Le genre masculin, bien qu’il ne soit pas logique, est aussi considéré comme correct en raison de son emploi répandu : un H.L.M.

Quand l’expression d’origine est en langue étrangère, l’on se base habituellement sur le genre qu’aurait en français le mot correspondant au mot significatif :

Central Intelligence Agency → la C.I.A. (agency = agence, féminin)
Federal Bureau of Investigation → le F.B.I. (bureau = bureau, masculin)

Élision

L’article s’élide normalement devant une voyelle graphique : l’I.V.G., l’ovni, l’OTAN, l’Afnor. On ne fait pas d’élision devant une consonne graphique, même si son épellation dans un sigle commence phonétiquement par une voyelle : le F.M.I. [leèfèmi] et non *l’F.M.I. [lèfèmi].

Accents

L’usage est hésitant sur la question de l’accentuation des majuscules figurant dans les sigles et acronymes (ALÉNA ou ALENA ?). Cette question est examinée dans la dernière section de notre Point de langue intitulé Faut-il accentuer les majuscules et les capitales ?

Derniers conseils

En raison de leur concision, les « S.O.A. » (sigles ou acronymes) sont d’une évidente utilité. Il ne faut toutefois pas sacrifier la clarté du texte sur l’autel de l’économie. Il est toujours bon, lors de la première occurrence d’un S.O.A., de l’accompagner de sa forme développée entre parenthèses, ou vice versa :

L’O.U.A. (Organisation de l’unité africaine) a existé de 1963 à 2002.
L’Organisation de l’unité africaine (O.U.A.) a existé de 1963 à 2002.

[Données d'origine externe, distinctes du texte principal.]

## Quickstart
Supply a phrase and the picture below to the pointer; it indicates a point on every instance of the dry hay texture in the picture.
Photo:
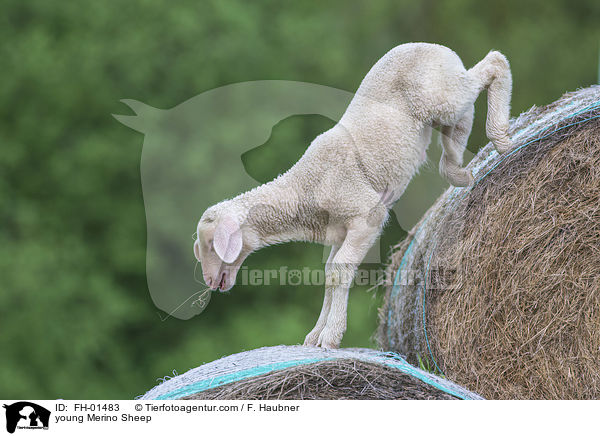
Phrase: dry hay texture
(498, 286)
(305, 373)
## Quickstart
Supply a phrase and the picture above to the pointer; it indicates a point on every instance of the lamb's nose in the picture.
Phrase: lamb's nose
(197, 250)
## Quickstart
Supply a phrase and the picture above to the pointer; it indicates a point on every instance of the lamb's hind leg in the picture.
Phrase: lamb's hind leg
(454, 141)
(493, 73)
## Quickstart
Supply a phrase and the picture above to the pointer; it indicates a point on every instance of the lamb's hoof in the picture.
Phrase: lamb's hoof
(329, 339)
(312, 339)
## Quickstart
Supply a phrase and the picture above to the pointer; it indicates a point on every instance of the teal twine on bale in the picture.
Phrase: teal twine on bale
(263, 361)
(396, 287)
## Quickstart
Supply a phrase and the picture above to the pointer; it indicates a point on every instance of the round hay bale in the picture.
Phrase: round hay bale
(498, 286)
(303, 373)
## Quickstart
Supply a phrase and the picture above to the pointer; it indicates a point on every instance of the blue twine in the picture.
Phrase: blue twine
(396, 288)
(204, 385)
(389, 359)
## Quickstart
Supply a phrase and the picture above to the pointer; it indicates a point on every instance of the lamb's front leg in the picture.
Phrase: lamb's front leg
(339, 278)
(313, 337)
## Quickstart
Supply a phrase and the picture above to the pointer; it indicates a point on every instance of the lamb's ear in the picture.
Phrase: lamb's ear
(228, 239)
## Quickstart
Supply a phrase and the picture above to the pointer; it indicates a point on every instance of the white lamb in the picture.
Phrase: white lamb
(340, 191)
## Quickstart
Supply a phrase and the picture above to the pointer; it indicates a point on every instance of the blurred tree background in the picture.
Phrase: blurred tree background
(76, 319)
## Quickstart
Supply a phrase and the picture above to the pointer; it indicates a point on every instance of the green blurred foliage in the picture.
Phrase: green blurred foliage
(76, 319)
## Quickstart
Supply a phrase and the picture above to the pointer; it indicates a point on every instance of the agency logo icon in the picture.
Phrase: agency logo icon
(26, 415)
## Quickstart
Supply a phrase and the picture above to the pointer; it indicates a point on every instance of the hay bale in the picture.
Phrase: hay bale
(302, 373)
(498, 286)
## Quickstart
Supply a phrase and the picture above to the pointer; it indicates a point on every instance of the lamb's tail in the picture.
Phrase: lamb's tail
(493, 73)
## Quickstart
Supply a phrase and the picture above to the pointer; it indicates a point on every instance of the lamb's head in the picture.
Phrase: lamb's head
(220, 247)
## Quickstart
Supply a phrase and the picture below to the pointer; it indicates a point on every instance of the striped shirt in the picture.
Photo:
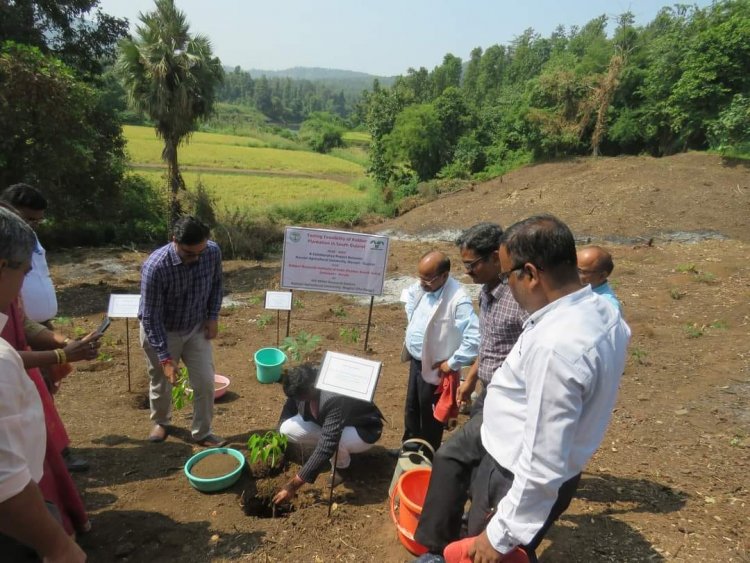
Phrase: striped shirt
(176, 297)
(501, 323)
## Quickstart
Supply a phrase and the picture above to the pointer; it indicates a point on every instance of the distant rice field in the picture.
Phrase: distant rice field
(357, 136)
(258, 193)
(242, 153)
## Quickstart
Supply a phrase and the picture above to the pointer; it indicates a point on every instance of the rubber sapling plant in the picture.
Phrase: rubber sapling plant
(181, 391)
(269, 448)
(300, 347)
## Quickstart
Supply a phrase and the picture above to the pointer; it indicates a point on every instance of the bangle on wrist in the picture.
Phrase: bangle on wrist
(61, 357)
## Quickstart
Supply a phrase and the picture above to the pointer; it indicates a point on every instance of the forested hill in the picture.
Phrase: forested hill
(325, 75)
(291, 95)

On résistera à la tentation de la surenchère de majuscules dans la forme développée. Ci-dessous, il y a deux majuscules de trop dans la parenthèse :

*L’O.U.A. (Organisation de l’Unité Africaine) a existé de 1963 à 2002.

Si l’on tient absolument à mettre en évidence dans la forme développée les lettres formant le sigle, le recours au gras est une façon moins ambigüe de « mettre les points sur les i » :

L’O.U.A. (Organisation de l’unité africaine) a existé de 1963 à 2002.

Si l’on rédige un texte où foisonnent les S.O.A., on en dressera une table récapitulative à laquelle pourra se référer le lecteur.